House of a Thousand Candles

January 04, 2012 • 0 response

Pickering’s letter bringing news of my grandfather’s death found me at Naples early in October. John Marshall Glenarm had died in June. He had left a will which gave me his property conditionally, Pickering wrote, and it was necessary for me to return immediately to qualify as legatee.

It was the merest luck that the letter came to my hands at all, for it had been sent to Constantinople, in care of the consul-general instead of my banker there. It was not Pickering’s fault that the consul was a friend of mine who kept track of my wanderings and was able to hurry the executor’s letter after me to Italy, where I had gone to meet an English financier who had, I was advised, unlimited money to spend on African railways.

I am an engineer, a graduate of an American institution familiarly known as “Tech,” and as my funds were running low, I naturally turned to my profession for employment.

But this letter changed my plans, and the following day I cabled Pickering of my departure and was outward bound on a steamer for New York. Fourteen days later I sat in Pickering’s office in the Alexis Building and listened intently while he read, with much ponderous emphasis, the provisions of my grandfather’s will. When he concluded, I laughed. Pickering was a serious man, and I was glad to see that my levity pained him.

I had, for that matter, always been a source of annoyance to him, and his look of distrust and rebuke did not trouble me in the least.

I reached across the table for the paper, and he gave the sealed and beribboned copy of John Marshall Glenarm’s will into my hands. I read it through for myself, feeling conscious meanwhile that Pickering’s cool gaze was bent inquiringly upon me. These are the paragraphs that interested me most:

I give and bequeath unto my said grandson, John Glenarm, sometime a resident of the City and State of New York, and later a vagabond of parts unknown, a certain property known as Glenarm House, with the land thereunto pertaining and hereinafter more particularly described, and all personal property of whatsoever kind thereunto belonging and attached thereto,—the said realty lying in the County of Wabana in the State of Indiana,— upon this condition, faithfully and honestly performed:

That said John Glenarm shall remain for the period of one year an occupant of said Glenarm House and my lands attached thereto, demeaning himself meanwhile in an orderly and temperate manner.
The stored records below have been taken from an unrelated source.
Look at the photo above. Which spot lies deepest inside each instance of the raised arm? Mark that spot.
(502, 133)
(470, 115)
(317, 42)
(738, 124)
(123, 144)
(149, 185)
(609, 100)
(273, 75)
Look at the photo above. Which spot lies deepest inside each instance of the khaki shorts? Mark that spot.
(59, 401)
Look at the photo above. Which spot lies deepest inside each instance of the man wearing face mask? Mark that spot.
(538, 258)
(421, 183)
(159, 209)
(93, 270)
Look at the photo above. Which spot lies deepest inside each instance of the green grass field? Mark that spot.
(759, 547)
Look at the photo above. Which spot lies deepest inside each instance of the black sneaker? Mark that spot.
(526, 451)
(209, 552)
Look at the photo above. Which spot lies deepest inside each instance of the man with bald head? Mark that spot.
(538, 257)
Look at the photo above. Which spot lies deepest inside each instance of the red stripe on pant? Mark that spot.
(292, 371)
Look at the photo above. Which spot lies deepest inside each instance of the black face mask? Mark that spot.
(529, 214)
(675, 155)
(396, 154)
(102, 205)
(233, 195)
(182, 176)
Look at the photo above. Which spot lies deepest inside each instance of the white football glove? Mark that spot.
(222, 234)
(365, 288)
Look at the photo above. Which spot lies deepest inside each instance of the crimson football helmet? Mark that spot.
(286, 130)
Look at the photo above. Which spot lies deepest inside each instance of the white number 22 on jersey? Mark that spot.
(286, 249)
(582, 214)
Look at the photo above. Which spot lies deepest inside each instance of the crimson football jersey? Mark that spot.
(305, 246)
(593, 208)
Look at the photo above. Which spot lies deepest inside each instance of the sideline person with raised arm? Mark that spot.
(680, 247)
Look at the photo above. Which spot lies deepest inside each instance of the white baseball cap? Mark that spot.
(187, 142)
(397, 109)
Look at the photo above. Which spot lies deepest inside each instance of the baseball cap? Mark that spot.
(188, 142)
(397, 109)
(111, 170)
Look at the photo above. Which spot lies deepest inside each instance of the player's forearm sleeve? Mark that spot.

Should he fail at any time during said year to comply with this provision, said property shall revert to my general estate and become, without reservation, and without necessity for any process of law, the property, absolutely, of Marian Devereux, of the County and State of New York.
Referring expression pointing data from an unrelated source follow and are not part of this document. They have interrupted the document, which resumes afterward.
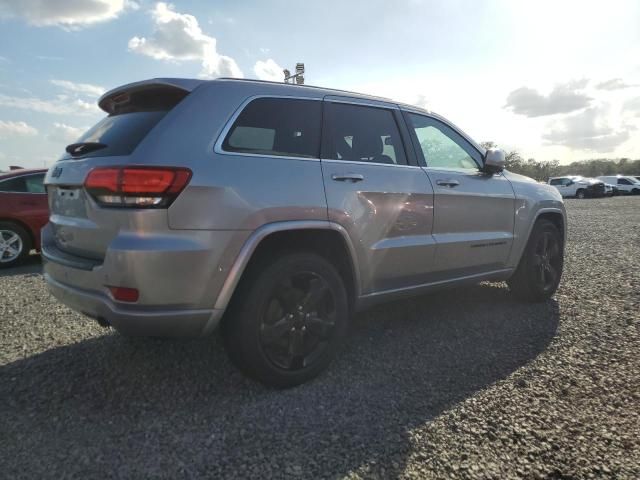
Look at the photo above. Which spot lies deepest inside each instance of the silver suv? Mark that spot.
(275, 211)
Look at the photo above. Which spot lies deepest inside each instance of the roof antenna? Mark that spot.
(297, 78)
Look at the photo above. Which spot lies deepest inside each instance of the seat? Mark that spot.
(368, 146)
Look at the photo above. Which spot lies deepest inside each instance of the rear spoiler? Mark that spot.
(123, 98)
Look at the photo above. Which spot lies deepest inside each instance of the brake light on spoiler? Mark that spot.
(136, 187)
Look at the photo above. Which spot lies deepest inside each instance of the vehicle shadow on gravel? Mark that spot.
(112, 406)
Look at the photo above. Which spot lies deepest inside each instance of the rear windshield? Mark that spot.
(120, 133)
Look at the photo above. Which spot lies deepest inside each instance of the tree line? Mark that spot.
(542, 170)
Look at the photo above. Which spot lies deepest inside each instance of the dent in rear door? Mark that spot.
(473, 212)
(387, 208)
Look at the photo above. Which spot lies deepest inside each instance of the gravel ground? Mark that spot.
(463, 384)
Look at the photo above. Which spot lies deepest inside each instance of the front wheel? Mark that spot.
(538, 275)
(287, 320)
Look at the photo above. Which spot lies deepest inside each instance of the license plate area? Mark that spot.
(67, 201)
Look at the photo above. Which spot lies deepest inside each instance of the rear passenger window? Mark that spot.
(362, 134)
(277, 126)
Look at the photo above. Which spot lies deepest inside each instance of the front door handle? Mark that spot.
(448, 183)
(347, 177)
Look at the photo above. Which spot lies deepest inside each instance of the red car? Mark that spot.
(24, 210)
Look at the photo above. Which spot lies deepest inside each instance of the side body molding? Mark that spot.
(235, 273)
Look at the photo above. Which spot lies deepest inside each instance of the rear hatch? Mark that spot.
(81, 224)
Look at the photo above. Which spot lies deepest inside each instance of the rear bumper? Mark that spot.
(172, 275)
(139, 321)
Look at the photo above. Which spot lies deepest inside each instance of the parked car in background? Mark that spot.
(626, 184)
(577, 186)
(276, 211)
(610, 190)
(23, 212)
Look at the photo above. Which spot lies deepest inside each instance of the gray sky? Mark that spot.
(554, 79)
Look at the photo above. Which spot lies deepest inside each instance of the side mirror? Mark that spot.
(494, 161)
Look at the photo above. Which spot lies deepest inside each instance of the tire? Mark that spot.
(538, 274)
(15, 244)
(287, 319)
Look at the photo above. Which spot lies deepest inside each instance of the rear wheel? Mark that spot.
(287, 320)
(538, 274)
(15, 244)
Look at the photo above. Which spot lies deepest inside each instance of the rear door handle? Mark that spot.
(448, 183)
(347, 177)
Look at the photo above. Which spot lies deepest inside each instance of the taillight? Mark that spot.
(137, 187)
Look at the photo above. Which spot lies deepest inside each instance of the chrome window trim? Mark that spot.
(356, 162)
(217, 148)
(44, 174)
(364, 102)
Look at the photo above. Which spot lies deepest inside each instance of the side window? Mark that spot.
(15, 185)
(361, 134)
(441, 146)
(277, 126)
(35, 183)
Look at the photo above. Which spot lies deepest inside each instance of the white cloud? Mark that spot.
(71, 14)
(588, 130)
(614, 84)
(268, 70)
(64, 133)
(82, 88)
(61, 105)
(563, 98)
(16, 128)
(177, 37)
(633, 106)
(421, 101)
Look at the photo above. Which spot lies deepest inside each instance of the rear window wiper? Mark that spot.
(77, 149)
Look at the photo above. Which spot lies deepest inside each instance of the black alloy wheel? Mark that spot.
(287, 319)
(548, 261)
(298, 321)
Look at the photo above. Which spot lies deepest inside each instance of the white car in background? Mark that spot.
(578, 186)
(626, 184)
“Well,” he demanded, striking his hands upon the arms of his chair, “what do you think of it?”

For the life of me I could not help laughing again. There was, in the first place, a delicious irony in the fact that I should learn through him of my grandfather’s wishes with respect to myself. Pickering and I had grown up in the same town in Vermont; we had attended the same preparatory school, but there had been from boyhood a certain antagonism between us.

He had always succeeded where I had failed, which is to say, I must admit, that he had succeeded pretty frequently. When I refused to settle down to my profession, but chose to see something of the world first, Pickering gave himself seriously to the law, and there was, I knew from the beginning, no manner of chance that he would fail.
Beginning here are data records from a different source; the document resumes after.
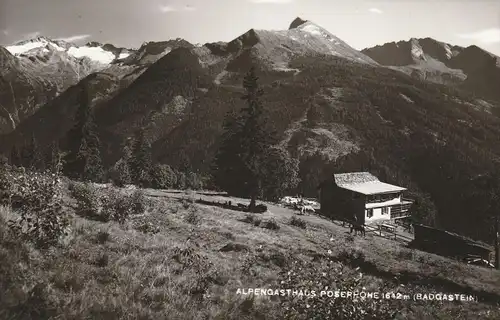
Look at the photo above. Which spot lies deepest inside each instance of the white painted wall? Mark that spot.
(377, 215)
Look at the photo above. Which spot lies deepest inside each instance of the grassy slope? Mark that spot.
(420, 135)
(116, 272)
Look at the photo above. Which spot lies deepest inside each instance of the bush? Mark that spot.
(271, 224)
(120, 173)
(138, 201)
(298, 222)
(163, 177)
(192, 216)
(88, 201)
(38, 199)
(116, 207)
(194, 181)
(330, 275)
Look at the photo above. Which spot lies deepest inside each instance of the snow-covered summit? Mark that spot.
(302, 38)
(42, 46)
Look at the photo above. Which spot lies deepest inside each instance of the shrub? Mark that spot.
(88, 201)
(192, 216)
(38, 199)
(329, 275)
(249, 218)
(139, 202)
(271, 224)
(116, 207)
(120, 173)
(102, 237)
(194, 181)
(163, 177)
(298, 222)
(147, 227)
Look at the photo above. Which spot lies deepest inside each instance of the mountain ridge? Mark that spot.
(331, 110)
(471, 68)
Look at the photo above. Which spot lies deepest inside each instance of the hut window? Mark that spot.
(369, 213)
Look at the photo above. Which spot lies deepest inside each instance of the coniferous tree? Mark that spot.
(242, 163)
(31, 155)
(83, 159)
(15, 156)
(120, 173)
(140, 162)
(54, 157)
(92, 169)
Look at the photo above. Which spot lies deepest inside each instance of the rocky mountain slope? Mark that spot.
(35, 71)
(470, 68)
(334, 107)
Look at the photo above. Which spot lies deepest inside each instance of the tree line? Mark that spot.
(248, 162)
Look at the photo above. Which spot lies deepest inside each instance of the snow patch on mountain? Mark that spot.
(406, 98)
(94, 53)
(416, 50)
(123, 55)
(449, 54)
(24, 47)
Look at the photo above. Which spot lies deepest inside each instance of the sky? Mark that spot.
(360, 23)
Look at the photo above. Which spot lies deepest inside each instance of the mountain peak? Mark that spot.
(297, 22)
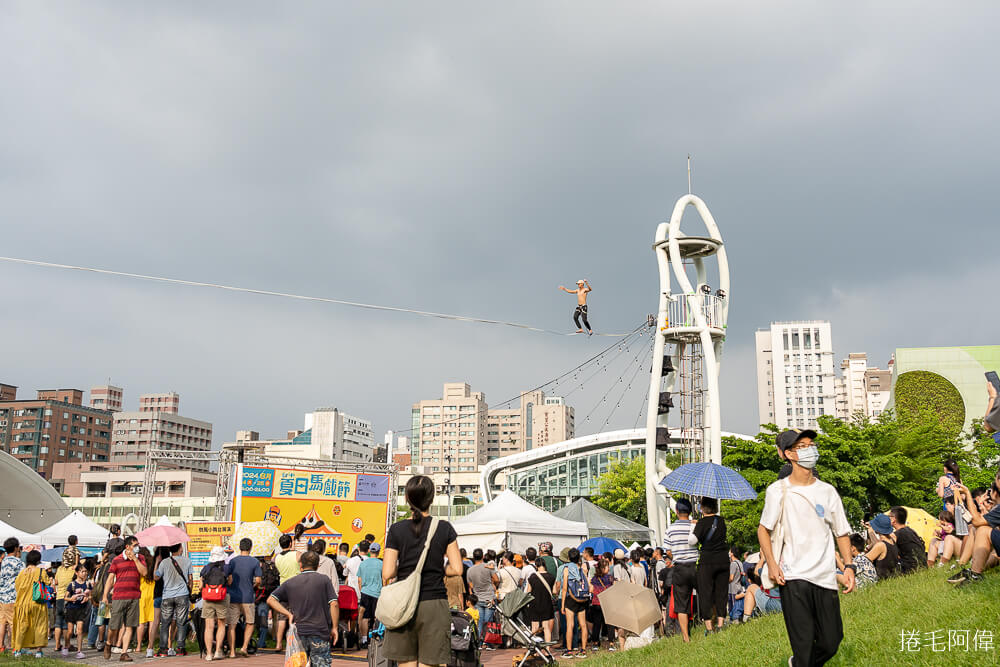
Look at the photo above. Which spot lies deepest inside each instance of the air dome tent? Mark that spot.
(510, 522)
(602, 523)
(27, 501)
(7, 530)
(87, 532)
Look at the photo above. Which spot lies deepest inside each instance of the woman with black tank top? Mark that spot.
(427, 637)
(713, 564)
(884, 554)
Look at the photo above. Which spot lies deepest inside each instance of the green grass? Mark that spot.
(873, 621)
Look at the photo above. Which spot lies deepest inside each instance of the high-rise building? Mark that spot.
(55, 427)
(450, 431)
(328, 435)
(106, 397)
(795, 379)
(539, 420)
(861, 388)
(158, 425)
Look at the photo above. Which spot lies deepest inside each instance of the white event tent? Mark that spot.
(7, 530)
(510, 522)
(88, 533)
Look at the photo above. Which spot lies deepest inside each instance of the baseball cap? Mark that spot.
(881, 524)
(788, 438)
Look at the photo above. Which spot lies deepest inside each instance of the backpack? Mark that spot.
(269, 580)
(579, 587)
(213, 583)
(97, 592)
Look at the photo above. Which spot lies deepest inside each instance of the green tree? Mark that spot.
(622, 490)
(872, 464)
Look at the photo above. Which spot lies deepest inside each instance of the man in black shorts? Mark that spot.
(685, 562)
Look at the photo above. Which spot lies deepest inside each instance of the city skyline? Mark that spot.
(418, 160)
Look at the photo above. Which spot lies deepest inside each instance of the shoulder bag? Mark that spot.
(777, 539)
(544, 583)
(181, 573)
(40, 593)
(397, 603)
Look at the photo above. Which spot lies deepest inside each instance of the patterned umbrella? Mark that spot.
(263, 534)
(709, 479)
(161, 536)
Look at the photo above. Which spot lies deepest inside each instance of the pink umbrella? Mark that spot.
(161, 536)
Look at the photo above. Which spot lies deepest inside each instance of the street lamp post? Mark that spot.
(447, 483)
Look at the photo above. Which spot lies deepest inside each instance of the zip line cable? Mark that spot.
(287, 295)
(554, 382)
(638, 367)
(620, 378)
(623, 347)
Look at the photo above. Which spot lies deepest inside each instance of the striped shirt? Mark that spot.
(676, 541)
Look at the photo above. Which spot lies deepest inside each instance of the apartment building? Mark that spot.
(327, 435)
(861, 388)
(54, 427)
(795, 378)
(451, 430)
(157, 425)
(106, 397)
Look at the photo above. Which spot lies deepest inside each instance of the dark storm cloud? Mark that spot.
(469, 158)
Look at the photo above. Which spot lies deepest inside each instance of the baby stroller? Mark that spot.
(464, 640)
(506, 612)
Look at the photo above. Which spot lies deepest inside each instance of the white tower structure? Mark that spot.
(690, 330)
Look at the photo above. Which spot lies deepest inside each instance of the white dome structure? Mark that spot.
(31, 502)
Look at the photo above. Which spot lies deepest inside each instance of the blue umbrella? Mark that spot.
(709, 479)
(602, 544)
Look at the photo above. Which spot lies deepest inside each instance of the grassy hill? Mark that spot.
(873, 621)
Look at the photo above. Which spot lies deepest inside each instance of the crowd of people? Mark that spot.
(129, 596)
(129, 599)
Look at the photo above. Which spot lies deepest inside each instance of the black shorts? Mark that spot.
(684, 584)
(369, 603)
(76, 615)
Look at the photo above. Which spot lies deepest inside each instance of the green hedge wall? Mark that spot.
(918, 392)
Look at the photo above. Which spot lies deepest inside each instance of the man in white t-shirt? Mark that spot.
(353, 563)
(807, 574)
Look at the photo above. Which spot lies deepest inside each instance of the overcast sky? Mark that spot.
(470, 158)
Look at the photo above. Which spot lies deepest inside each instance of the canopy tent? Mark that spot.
(88, 533)
(510, 522)
(602, 523)
(7, 530)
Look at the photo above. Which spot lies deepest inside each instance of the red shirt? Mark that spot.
(126, 578)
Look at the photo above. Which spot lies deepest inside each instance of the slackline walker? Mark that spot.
(286, 295)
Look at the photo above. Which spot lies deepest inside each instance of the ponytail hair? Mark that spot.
(419, 495)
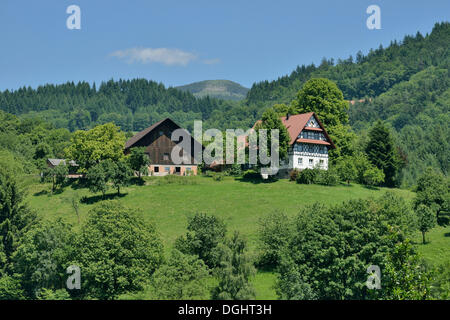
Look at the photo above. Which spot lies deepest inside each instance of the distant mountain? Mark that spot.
(221, 89)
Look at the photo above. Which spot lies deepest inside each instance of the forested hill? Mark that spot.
(221, 89)
(131, 104)
(364, 76)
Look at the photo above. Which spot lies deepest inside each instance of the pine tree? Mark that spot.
(382, 153)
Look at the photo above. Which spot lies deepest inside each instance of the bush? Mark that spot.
(293, 175)
(174, 179)
(218, 176)
(204, 234)
(328, 177)
(307, 176)
(251, 175)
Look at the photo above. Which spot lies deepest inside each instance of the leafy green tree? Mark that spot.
(42, 257)
(382, 153)
(338, 243)
(346, 169)
(235, 271)
(121, 175)
(433, 191)
(139, 160)
(274, 233)
(271, 121)
(56, 175)
(405, 276)
(323, 97)
(181, 278)
(117, 251)
(204, 234)
(98, 176)
(426, 219)
(373, 176)
(10, 288)
(15, 217)
(103, 142)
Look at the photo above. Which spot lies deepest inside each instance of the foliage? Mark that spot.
(56, 175)
(139, 160)
(121, 175)
(405, 277)
(328, 177)
(382, 153)
(271, 121)
(274, 234)
(116, 251)
(293, 175)
(433, 191)
(15, 217)
(204, 235)
(338, 243)
(103, 142)
(98, 176)
(10, 288)
(307, 176)
(235, 271)
(251, 175)
(181, 278)
(426, 219)
(373, 176)
(43, 256)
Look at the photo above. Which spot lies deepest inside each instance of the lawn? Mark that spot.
(240, 204)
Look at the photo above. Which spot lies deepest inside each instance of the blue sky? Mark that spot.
(178, 42)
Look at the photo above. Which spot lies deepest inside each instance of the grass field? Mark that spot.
(240, 204)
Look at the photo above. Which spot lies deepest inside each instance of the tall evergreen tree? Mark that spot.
(382, 153)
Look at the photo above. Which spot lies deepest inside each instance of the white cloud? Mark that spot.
(158, 55)
(211, 61)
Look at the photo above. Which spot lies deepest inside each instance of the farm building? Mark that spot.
(309, 143)
(158, 145)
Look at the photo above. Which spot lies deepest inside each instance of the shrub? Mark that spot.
(204, 234)
(218, 176)
(293, 175)
(307, 176)
(251, 175)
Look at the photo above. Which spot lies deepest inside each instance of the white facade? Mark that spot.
(307, 156)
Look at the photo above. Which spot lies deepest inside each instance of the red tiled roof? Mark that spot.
(138, 136)
(297, 122)
(314, 141)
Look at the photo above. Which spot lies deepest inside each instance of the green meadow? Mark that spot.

I am not more or less than human, and I remembered with joy that once I had thrashed him soundly at the prep school for bullying a smaller boy; but our score from school-days was not without tallies on his side. He was easily the better scholar—I grant him that; and he was shrewd and plausible.

You never quite knew the extent of his powers and resources, and he had, I always maintained, the most amazing good luck,—as witness the fact that John Marshall Glenarm had taken a friendly interest in him. It was wholly like my grandfather, who was a man of many whims, to give his affairs into Pickering’s keeping; and I could not complain, for I had missed my own chance with him. It was, I knew readily enough, part of my punishment for having succeeded so signally in incurring my grandfather’s displeasure that he had made it necessary for me to treat with Arthur Pickering in this matter of the will; and Pickering was enjoying the situation to the full. He sank back in his chair with an air of complacency that had always been insufferable in him.

I was quite willing to be patronized by a man of years and experience; but Pickering was my own age, and his experience of life seemed to me preposterously inadequate.

To find him settled in New York, where he had been established through my grandfather’s generosity, and the executor of my grandfather’s estate, was hard to bear.